L’organisme britannique de surveillance données (UK’s data) vient d’adresser une lettre au Parlement Britannique pour lui faire part de son rapport final sur une enquête de grande envergure à propos de la fameuse affaire Cambridge Analytica. Les résultats sont sans appel : les ensembles de données agrégés depuis Facebook ont permis de faire des prédictions sur les électeurs afin de leur proposer les bonnes publicités.

L’objectif final de Cambridge Analytica était bien le ciblage des électeurs

Nous apprenions récemment grâce à Channel 4 News que Trump avait pu cibler des électeurs Noirs-Américains pour les dissuader de voter grâce au travail effectué par les chercheurs de Cambridge Analytica et aux données récupérées depuis Facebook.

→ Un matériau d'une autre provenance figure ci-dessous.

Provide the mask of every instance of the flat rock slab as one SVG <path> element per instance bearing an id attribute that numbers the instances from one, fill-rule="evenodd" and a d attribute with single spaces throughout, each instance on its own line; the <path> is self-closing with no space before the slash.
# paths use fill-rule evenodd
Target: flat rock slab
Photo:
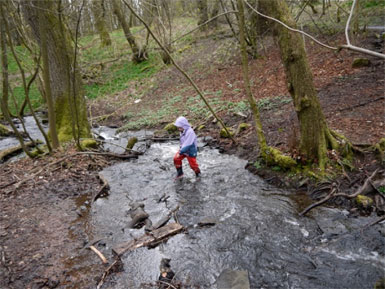
<path id="1" fill-rule="evenodd" d="M 217 289 L 250 289 L 249 272 L 230 269 L 222 271 L 217 280 Z"/>

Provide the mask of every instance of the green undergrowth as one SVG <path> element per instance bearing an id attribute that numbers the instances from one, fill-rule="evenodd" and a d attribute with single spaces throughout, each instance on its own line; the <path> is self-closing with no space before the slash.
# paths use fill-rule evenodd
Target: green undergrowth
<path id="1" fill-rule="evenodd" d="M 183 88 L 180 92 L 183 92 Z M 205 91 L 205 96 L 214 111 L 229 113 L 247 112 L 246 101 L 228 101 L 221 98 L 222 91 Z M 188 115 L 191 121 L 202 122 L 211 116 L 211 112 L 199 95 L 186 97 L 181 94 L 174 96 L 161 96 L 157 101 L 157 109 L 143 109 L 139 112 L 131 109 L 126 113 L 126 125 L 121 130 L 154 127 L 156 125 L 173 121 L 179 115 Z"/>
<path id="2" fill-rule="evenodd" d="M 102 79 L 101 82 L 84 85 L 86 96 L 95 99 L 123 91 L 130 87 L 131 80 L 149 78 L 161 67 L 161 62 L 154 55 L 150 55 L 148 60 L 139 64 L 133 64 L 131 61 L 113 64 L 108 71 L 101 73 L 99 77 Z"/>

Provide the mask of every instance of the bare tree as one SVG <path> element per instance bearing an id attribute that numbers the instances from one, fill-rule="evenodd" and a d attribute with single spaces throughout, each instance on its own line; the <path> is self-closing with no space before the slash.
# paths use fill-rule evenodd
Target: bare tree
<path id="1" fill-rule="evenodd" d="M 285 1 L 261 0 L 260 4 L 277 20 L 296 27 Z M 320 169 L 324 170 L 327 149 L 339 150 L 342 143 L 337 141 L 326 124 L 300 35 L 282 25 L 274 25 L 274 29 L 285 67 L 288 90 L 300 125 L 300 152 L 307 160 L 317 161 Z"/>
<path id="2" fill-rule="evenodd" d="M 147 59 L 147 49 L 146 47 L 140 47 L 139 44 L 137 43 L 134 35 L 132 35 L 131 30 L 130 30 L 130 25 L 127 23 L 124 14 L 122 13 L 122 5 L 120 0 L 112 0 L 112 5 L 114 8 L 114 13 L 116 17 L 119 20 L 120 25 L 123 28 L 124 36 L 127 39 L 128 44 L 131 47 L 132 51 L 132 60 L 135 63 L 140 63 L 144 60 Z"/>
<path id="3" fill-rule="evenodd" d="M 91 0 L 92 13 L 94 15 L 96 29 L 98 30 L 101 46 L 111 45 L 110 34 L 105 20 L 106 9 L 104 0 Z"/>
<path id="4" fill-rule="evenodd" d="M 43 73 L 47 73 L 46 71 L 49 70 L 47 73 L 49 75 L 44 77 L 46 95 L 49 90 L 49 88 L 47 89 L 48 85 L 51 88 L 53 101 L 51 113 L 55 117 L 54 124 L 58 139 L 62 142 L 71 140 L 73 135 L 84 138 L 90 137 L 90 127 L 87 120 L 81 77 L 77 70 L 71 70 L 74 55 L 71 48 L 71 37 L 60 19 L 62 11 L 60 4 L 60 0 L 22 1 L 23 13 L 42 50 L 43 63 L 47 62 L 46 68 L 43 69 Z M 47 60 L 44 60 L 44 43 L 46 43 L 47 48 Z M 77 132 L 73 132 L 72 126 L 74 118 L 71 111 L 74 108 L 76 108 L 75 113 L 78 121 L 78 125 L 75 127 L 78 129 Z M 52 134 L 51 129 L 50 134 Z"/>
<path id="5" fill-rule="evenodd" d="M 199 11 L 198 26 L 200 26 L 201 24 L 205 23 L 209 19 L 207 0 L 197 0 L 196 4 Z M 205 31 L 207 29 L 207 26 L 202 25 L 200 29 L 202 31 Z"/>
<path id="6" fill-rule="evenodd" d="M 244 15 L 243 0 L 237 0 L 237 4 L 238 4 L 238 13 L 239 13 L 238 26 L 239 26 L 239 40 L 241 44 L 243 82 L 244 82 L 247 100 L 249 102 L 251 111 L 253 112 L 253 116 L 254 116 L 255 130 L 258 136 L 260 155 L 268 164 L 278 164 L 283 168 L 289 168 L 295 165 L 296 162 L 291 157 L 283 155 L 277 149 L 269 147 L 266 143 L 266 138 L 263 133 L 262 122 L 260 118 L 258 105 L 251 92 L 251 86 L 250 86 L 248 55 L 246 52 L 246 40 L 245 40 L 245 15 Z"/>

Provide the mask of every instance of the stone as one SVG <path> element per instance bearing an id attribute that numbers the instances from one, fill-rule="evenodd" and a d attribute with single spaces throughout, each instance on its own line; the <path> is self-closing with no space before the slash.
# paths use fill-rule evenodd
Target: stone
<path id="1" fill-rule="evenodd" d="M 223 270 L 217 280 L 217 289 L 250 289 L 246 270 Z"/>
<path id="2" fill-rule="evenodd" d="M 358 195 L 355 199 L 358 206 L 362 208 L 369 208 L 373 205 L 373 199 L 364 196 L 364 195 Z"/>
<path id="3" fill-rule="evenodd" d="M 370 65 L 370 60 L 367 58 L 356 58 L 353 60 L 353 63 L 352 63 L 353 68 L 365 67 L 369 65 Z"/>
<path id="4" fill-rule="evenodd" d="M 136 137 L 132 137 L 128 140 L 127 142 L 127 146 L 126 146 L 126 149 L 127 150 L 132 150 L 132 148 L 134 147 L 134 145 L 138 142 L 138 138 Z"/>

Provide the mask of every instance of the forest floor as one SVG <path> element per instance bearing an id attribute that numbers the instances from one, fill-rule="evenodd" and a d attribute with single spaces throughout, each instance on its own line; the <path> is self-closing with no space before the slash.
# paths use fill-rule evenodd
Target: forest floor
<path id="1" fill-rule="evenodd" d="M 361 44 L 385 52 L 383 41 L 375 37 L 367 38 Z M 206 49 L 208 53 L 212 48 L 207 46 Z M 253 86 L 253 93 L 257 99 L 269 99 L 261 106 L 269 144 L 295 154 L 298 133 L 293 128 L 297 125 L 296 115 L 287 93 L 278 50 L 269 50 L 268 56 L 250 63 L 252 79 L 259 84 Z M 355 53 L 333 53 L 311 44 L 308 44 L 308 53 L 328 125 L 354 144 L 375 144 L 385 137 L 384 62 L 369 57 L 369 66 L 352 68 L 353 59 L 361 57 Z M 195 64 L 196 57 L 192 53 L 184 59 L 183 66 Z M 221 98 L 229 101 L 244 98 L 237 56 L 194 75 L 194 80 L 204 91 L 221 91 Z M 183 97 L 196 94 L 173 68 L 160 72 L 156 77 L 157 86 L 144 95 L 140 103 L 131 104 L 128 109 L 155 111 L 158 105 L 156 97 L 172 94 L 176 89 L 175 83 L 179 86 L 178 93 L 183 91 Z M 93 116 L 118 111 L 101 124 L 123 125 L 126 119 L 123 110 L 119 110 L 121 101 L 113 97 L 93 102 Z M 183 108 L 185 102 L 182 98 L 174 105 Z M 195 115 L 186 116 L 194 124 L 206 125 L 199 134 L 212 136 L 212 145 L 254 164 L 258 148 L 251 115 L 243 117 L 225 111 L 220 115 L 230 127 L 236 128 L 244 122 L 252 127 L 238 134 L 237 144 L 233 144 L 219 137 L 218 126 L 212 119 L 203 123 L 198 122 Z M 172 119 L 165 118 L 156 128 L 170 121 Z M 92 196 L 102 186 L 98 172 L 114 162 L 116 160 L 107 157 L 77 154 L 68 149 L 65 154 L 58 152 L 47 158 L 23 159 L 0 166 L 0 288 L 95 288 L 106 267 L 87 249 L 89 240 L 82 225 L 82 215 L 89 209 Z M 354 191 L 375 168 L 382 165 L 374 154 L 360 155 L 355 163 L 356 169 L 347 172 L 349 181 L 342 182 L 346 177 L 339 179 L 340 189 Z M 276 185 L 300 186 L 288 183 L 282 172 L 257 169 L 253 165 L 249 167 Z M 20 183 L 23 180 L 25 182 Z M 80 204 L 85 205 L 82 207 Z"/>

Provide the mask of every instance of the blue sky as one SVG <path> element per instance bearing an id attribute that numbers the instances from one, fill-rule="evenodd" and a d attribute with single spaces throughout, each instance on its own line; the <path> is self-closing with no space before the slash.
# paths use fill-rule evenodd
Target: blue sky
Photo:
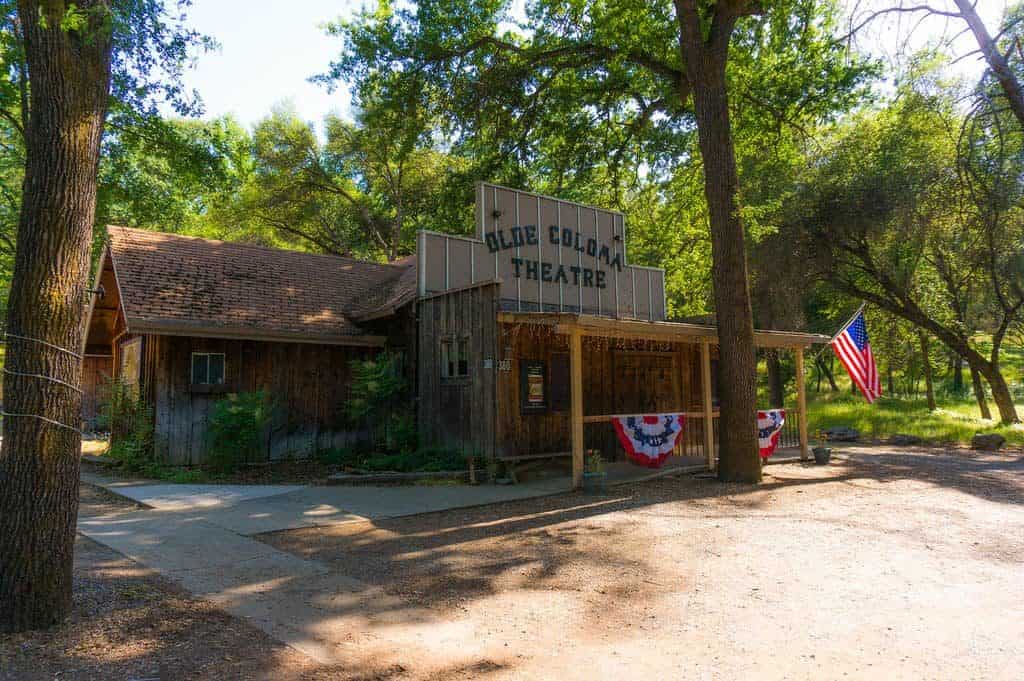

Aujourd’hui les résultats de la grande enquête du UK’s data ne laissent aucune place au doute. Après une descente dans les bureaux de l’entreprise en 2018, les enquêteurs ont pu récolter 42 ordinateurs portables, 700 To de données, 31 serveurs et plus de 300 000 documents pour analyser dans le détail comment avait fonctionner ce scandale.

Cambridge Analytica a donc bien acquis illégalement les données de plusieurs millions d’utilisateurs de Facebook. En reconstituant la chronologie des événements, l’organisme de surveillance a pu obtenir des preuves de ce qui a probablement eu lieu. Les intentions du Dr. Aleksandr Kogan semblent très claires et il n’y a plus aucun doute là-dessus : l’objectif était bien de cibler les électeurs américains avec des publicités adaptées.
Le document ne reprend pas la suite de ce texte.